まーしー

交渉人のまーしーのレビュー・感想・評価

交渉人(1998年製作の映画)
4.0
公金横領と殺人の濡れ衣を着せられたシカゴ市警の交渉人ダニー(サミュエル・L・ジャクソン)が、人質を盾に高層オフィスに立てこもる。彼が交渉役に指名したのは、見ず知らずの別の交渉人クリス(ケヴィン・スペイシー)だった——。
交渉人vs交渉人の緊迫したやり取りを描いた、高度な心理サスペンス。

なかなか骨太な作品。90年代の作品の中では良作の部類だと思う。
同時期、エディ・マーフィが交渉人を演じた『ネゴシエーター』が公開されている。あちらはエディが陽気にペラペラ喋るポリス・アクションだったが、本作は違う。
犯人を刺激しない心得など、本格的な内容となっている。

オフィスに立てこもり、警察に取り囲まれるダニー。

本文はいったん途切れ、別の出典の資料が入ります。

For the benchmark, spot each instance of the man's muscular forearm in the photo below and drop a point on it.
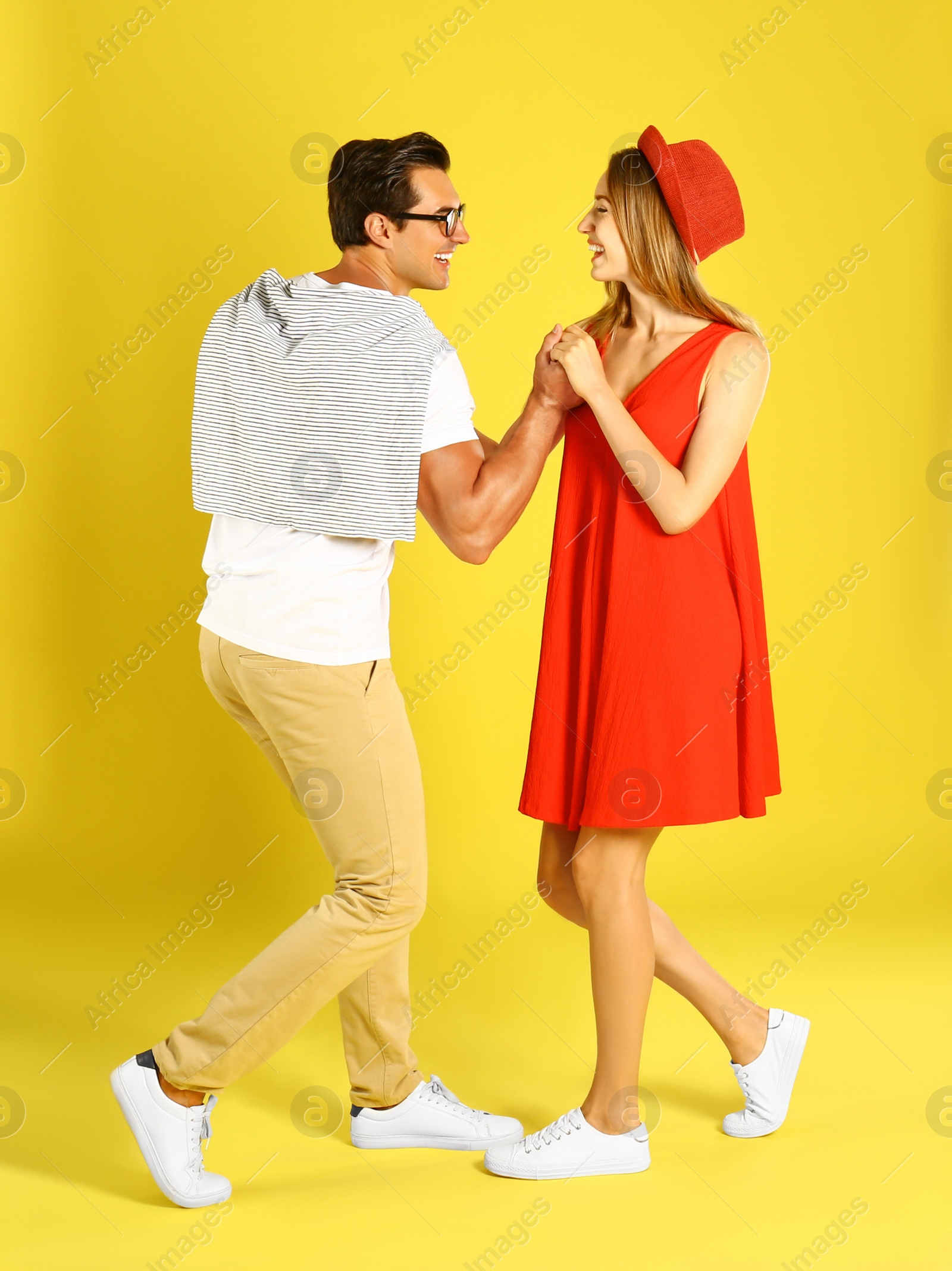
(474, 492)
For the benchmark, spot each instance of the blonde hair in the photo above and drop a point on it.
(660, 261)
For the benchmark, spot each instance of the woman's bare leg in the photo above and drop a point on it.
(608, 868)
(739, 1022)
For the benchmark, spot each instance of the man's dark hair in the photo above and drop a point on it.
(375, 177)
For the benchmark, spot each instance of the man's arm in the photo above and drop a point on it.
(472, 493)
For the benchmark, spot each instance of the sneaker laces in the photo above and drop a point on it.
(563, 1125)
(199, 1132)
(750, 1102)
(437, 1094)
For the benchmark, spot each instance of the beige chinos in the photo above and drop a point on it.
(339, 736)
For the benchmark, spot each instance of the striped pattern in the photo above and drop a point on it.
(309, 408)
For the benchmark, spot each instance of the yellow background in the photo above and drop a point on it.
(133, 179)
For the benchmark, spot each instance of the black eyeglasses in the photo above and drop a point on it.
(449, 219)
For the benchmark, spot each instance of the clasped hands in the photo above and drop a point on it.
(568, 369)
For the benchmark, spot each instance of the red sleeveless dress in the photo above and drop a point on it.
(654, 698)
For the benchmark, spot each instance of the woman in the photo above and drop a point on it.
(654, 699)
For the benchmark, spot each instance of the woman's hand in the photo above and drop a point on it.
(549, 380)
(579, 355)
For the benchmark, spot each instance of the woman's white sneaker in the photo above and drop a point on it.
(170, 1135)
(767, 1082)
(431, 1117)
(571, 1148)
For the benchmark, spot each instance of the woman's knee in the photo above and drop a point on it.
(609, 862)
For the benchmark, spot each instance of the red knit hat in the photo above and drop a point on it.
(698, 190)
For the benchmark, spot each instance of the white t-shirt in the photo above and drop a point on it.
(318, 597)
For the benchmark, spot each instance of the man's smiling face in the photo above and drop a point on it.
(422, 252)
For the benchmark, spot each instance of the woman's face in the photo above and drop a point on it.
(609, 257)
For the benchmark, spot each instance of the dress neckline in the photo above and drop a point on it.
(664, 360)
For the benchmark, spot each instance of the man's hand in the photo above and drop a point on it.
(551, 384)
(579, 355)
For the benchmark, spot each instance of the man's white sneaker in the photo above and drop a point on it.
(168, 1135)
(768, 1081)
(571, 1148)
(431, 1117)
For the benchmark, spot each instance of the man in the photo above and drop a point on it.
(327, 407)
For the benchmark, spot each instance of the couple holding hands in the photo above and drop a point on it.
(328, 409)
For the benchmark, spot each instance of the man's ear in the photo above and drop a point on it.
(379, 229)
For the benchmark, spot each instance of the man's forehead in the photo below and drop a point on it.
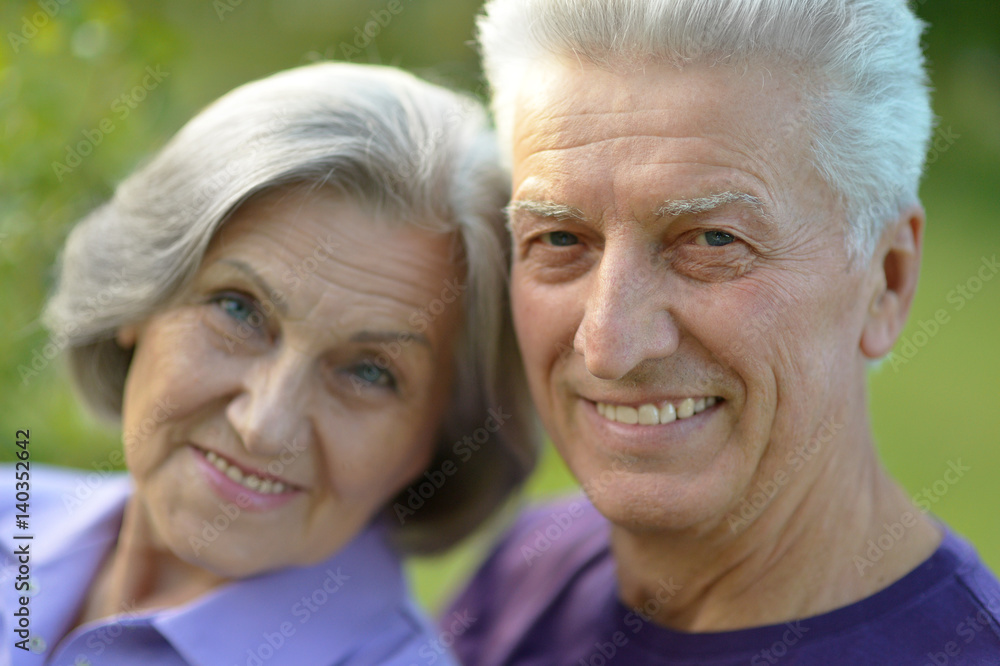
(559, 104)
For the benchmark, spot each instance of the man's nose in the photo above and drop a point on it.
(625, 321)
(271, 411)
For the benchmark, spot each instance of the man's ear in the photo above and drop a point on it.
(895, 268)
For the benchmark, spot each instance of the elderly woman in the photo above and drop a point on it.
(296, 310)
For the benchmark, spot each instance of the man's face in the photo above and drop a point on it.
(682, 292)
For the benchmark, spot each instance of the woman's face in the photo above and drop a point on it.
(293, 387)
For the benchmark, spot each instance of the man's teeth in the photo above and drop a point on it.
(653, 415)
(251, 481)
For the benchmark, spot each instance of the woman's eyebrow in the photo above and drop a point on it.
(402, 337)
(261, 283)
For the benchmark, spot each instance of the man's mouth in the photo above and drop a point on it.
(656, 414)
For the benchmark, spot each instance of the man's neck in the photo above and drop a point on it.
(798, 558)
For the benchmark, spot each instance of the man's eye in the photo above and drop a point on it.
(714, 238)
(370, 373)
(560, 239)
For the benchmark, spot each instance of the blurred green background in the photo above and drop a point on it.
(65, 67)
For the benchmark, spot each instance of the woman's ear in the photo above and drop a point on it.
(126, 336)
(895, 268)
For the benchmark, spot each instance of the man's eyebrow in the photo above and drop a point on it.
(677, 207)
(261, 283)
(548, 209)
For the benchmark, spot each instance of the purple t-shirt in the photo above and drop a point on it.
(548, 596)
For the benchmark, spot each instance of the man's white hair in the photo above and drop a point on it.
(867, 102)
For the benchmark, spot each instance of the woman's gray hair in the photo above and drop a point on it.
(411, 151)
(867, 98)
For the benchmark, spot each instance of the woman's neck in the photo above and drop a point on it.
(141, 574)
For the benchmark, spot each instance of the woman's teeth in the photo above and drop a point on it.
(653, 415)
(251, 481)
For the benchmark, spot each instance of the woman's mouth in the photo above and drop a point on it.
(656, 414)
(252, 480)
(251, 489)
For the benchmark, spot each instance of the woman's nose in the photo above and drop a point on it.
(271, 410)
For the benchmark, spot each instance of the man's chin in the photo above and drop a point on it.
(634, 507)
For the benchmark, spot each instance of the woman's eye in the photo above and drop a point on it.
(370, 373)
(714, 238)
(238, 307)
(560, 239)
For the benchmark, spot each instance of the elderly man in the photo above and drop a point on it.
(715, 231)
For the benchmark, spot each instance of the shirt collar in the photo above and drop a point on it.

真実を闇に葬るためか、命まで狙われる始末。
真相を暴こうとするも、警察の誰が黒幕か分からないため、告発する相手も見つからない。
まさに孤軍奮闘。

しかし、クリスは違う。頭脳明晰な彼は、ダニーの置かれている状況に違和感を覚えていく。
気が付けば、警察vs交渉人ダニーvs交渉人クリスという三つ巴の構図。
『ダイ・ハード』のような立てこもり事件を描きながらも、銃撃戦ではなく、言葉による攻防が、本作の特徴であり、魅力だろう。

頭の切れる交渉人どうしが、ツーカーで意思疎通を図るところは爽快そのもの。
警察官が束になっても、彼らの機転には及ばないのではないか。
映画『シェーン』をネタにしたラストを観て、そう思った。

2時間超えの作品だが、高い緊張感が持続した、見応えある一本。